Tuesday, June 24, 2008

Orientalism Reloaded

By Joseph El-Khoury


I Preferred Damascus to Beirut… as I found Beirut was too Westernized
European volunteer visiting the Region

We owe it to Edward Said to have brought forward the notion that there is an essential flaw in the way Western scholars over the centuries studied, observed and then reported the Orient back to their compatriots. Laden with prejudices and clichés, their ethnocentric attitude could only result in a deeply ingrained simplistic vision of a primitive people with an exotic culture living in rugged landscape. This conclusion applied as much in Central China as it did on the banks of the Nile and the Souks of Damascus.

This vision still persists today, despite the advent of the “global village” and the easy dissemination of information. Academics, volunteers from the NGO industry and professionals who come in contact deliberately or out of necessity with the Middle East seem reluctant to accept that many of the same basic psychosocial principles found in a modern Western Society would also readily apply elsewhere. This reluctance seems independent of the intentions towards the Arab world as very well meaning individual and organizations fall in the trap of glorifying behaviours and ideas that would be wholly unacceptable in their own societies.

After years of commercial exchanges, emigration, immigration and integration, the trend remains on emphasizing differences in the name of the “preservation of traditional culture in the face of imperialism”. The outcome is more misunderstanding and a divergence between those Arabs who dream of justice and prosperity and their supposed natural allies who are bent on living their Revolution by proxy from their comfy suburb in London and Berlin, while occasionally dipping their toes in the muddy alleys of Gaza and the backstreets of Baghdad.

This is a difficult conversation that I found myself having with different generations of European friends who have supported the Palestinian struggle, demonstrated against the Iraq war and fundraised for Sudanese children.
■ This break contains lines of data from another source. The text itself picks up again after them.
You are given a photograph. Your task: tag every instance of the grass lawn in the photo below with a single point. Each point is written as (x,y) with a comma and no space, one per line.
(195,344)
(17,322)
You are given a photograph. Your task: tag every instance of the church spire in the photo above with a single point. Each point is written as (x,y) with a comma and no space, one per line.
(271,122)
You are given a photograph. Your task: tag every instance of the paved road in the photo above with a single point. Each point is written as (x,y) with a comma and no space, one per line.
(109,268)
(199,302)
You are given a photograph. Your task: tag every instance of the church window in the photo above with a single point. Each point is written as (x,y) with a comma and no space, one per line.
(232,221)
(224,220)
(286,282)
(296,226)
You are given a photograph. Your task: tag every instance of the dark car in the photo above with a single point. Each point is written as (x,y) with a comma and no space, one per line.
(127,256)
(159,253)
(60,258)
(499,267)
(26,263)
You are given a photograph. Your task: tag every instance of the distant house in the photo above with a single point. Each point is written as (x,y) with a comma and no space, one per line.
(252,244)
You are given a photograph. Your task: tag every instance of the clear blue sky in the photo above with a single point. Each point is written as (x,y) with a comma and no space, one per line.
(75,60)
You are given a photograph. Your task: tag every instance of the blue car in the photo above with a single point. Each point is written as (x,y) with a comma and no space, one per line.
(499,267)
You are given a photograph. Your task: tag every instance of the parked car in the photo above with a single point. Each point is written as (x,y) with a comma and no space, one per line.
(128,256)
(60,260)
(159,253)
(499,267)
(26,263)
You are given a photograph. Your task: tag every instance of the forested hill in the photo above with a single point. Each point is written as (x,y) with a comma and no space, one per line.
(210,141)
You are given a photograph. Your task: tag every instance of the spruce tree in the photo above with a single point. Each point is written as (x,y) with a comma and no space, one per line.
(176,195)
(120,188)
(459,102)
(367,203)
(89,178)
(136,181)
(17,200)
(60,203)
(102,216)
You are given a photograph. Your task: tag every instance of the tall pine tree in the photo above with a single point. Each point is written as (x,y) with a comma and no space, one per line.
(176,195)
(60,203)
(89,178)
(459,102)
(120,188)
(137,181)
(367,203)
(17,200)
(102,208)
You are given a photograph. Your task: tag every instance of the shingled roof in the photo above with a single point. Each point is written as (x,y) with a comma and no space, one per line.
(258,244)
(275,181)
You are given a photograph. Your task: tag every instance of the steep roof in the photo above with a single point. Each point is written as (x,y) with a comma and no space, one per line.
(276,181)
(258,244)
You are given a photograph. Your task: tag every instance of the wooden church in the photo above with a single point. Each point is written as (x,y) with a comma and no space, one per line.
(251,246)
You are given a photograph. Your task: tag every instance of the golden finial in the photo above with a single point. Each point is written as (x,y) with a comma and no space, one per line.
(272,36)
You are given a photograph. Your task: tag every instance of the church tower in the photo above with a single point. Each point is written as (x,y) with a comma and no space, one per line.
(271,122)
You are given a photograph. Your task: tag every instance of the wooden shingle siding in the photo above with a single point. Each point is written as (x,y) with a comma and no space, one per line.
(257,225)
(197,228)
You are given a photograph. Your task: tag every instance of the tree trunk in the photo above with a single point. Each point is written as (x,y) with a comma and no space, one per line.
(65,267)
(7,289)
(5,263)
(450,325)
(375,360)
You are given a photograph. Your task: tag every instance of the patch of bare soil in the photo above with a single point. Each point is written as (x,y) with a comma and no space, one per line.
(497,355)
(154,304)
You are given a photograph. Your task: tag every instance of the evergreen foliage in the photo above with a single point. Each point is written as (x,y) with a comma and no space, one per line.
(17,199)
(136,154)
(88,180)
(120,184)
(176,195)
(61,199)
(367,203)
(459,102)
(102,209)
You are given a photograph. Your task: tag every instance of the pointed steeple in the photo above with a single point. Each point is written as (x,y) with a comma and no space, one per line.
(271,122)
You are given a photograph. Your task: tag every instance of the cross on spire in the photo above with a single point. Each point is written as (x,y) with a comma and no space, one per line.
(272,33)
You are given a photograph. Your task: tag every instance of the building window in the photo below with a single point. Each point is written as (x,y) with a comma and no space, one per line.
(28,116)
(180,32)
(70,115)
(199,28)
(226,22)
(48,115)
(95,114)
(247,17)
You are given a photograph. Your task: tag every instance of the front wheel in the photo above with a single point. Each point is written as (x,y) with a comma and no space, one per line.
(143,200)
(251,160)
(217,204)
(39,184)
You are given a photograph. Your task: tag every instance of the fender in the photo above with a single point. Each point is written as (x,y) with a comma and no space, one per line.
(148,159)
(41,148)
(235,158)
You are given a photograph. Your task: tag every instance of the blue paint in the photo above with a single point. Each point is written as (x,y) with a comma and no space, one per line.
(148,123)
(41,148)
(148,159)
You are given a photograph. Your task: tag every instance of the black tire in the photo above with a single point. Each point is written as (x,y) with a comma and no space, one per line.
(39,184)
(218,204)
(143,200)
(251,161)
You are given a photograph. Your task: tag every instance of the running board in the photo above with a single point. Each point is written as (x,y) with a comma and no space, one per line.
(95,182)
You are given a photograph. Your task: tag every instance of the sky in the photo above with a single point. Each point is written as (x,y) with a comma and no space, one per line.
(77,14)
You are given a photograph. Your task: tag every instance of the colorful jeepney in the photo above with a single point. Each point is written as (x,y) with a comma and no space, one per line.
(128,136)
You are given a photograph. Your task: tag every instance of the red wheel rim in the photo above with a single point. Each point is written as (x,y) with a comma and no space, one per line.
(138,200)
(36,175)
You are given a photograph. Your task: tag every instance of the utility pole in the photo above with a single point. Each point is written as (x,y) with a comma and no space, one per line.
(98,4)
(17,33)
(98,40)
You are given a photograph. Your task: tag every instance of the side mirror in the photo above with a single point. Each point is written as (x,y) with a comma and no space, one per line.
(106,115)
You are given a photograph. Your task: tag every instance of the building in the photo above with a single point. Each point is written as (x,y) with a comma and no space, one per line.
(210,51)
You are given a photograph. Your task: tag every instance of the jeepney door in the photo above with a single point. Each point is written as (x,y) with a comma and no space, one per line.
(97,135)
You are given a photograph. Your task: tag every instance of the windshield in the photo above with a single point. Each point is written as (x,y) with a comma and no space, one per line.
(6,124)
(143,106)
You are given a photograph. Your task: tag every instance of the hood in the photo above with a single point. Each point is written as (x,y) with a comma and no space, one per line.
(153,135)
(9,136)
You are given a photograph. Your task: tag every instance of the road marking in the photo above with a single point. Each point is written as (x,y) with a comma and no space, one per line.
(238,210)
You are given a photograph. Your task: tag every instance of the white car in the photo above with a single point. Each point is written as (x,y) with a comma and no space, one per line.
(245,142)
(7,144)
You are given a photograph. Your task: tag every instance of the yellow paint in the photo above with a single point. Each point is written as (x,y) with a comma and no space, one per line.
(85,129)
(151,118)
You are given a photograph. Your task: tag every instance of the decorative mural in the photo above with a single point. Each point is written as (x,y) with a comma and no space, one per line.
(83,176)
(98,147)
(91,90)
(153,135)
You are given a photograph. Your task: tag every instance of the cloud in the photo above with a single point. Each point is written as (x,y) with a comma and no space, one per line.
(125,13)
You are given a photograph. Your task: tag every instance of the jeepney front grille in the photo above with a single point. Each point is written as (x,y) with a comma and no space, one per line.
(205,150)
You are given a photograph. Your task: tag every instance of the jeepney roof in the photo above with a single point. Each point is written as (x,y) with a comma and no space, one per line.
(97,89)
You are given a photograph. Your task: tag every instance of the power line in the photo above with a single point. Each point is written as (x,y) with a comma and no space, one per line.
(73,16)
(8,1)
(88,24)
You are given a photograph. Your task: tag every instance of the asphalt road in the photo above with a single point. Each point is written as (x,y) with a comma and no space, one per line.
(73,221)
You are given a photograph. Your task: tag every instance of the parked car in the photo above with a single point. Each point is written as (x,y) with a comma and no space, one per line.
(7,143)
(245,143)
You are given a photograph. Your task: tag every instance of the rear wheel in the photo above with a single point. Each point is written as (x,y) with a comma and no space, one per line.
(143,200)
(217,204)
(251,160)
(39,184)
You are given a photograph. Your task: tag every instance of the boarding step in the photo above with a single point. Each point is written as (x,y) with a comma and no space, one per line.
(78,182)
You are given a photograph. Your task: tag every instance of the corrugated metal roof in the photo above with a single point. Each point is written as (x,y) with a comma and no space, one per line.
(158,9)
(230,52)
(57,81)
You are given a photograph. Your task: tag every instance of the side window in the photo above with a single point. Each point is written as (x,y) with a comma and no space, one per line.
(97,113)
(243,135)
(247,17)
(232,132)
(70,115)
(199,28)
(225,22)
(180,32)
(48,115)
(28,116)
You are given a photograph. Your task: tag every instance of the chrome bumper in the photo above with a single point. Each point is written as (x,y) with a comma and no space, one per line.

Some of them dedicated years to learn the language of the natives and reveled in adopting their local customs but blinded by cultural relativism could still not accept the fact that ultimately the average native had basic universal aspirations similar to those found in the pubs of Glasgow and the tower blocks of Mantes-La-Jolie (Parisian suburb): caring relationships, decent housing, health, education, security and fewer restrictions on travel.

Unfortunately we have not yet ridden ourselves of the “exoticism” of the East and until that time comes sharing food with Bedouins on camel backs will still have more appeal then a genuine conversation with a young Middle Class Arab.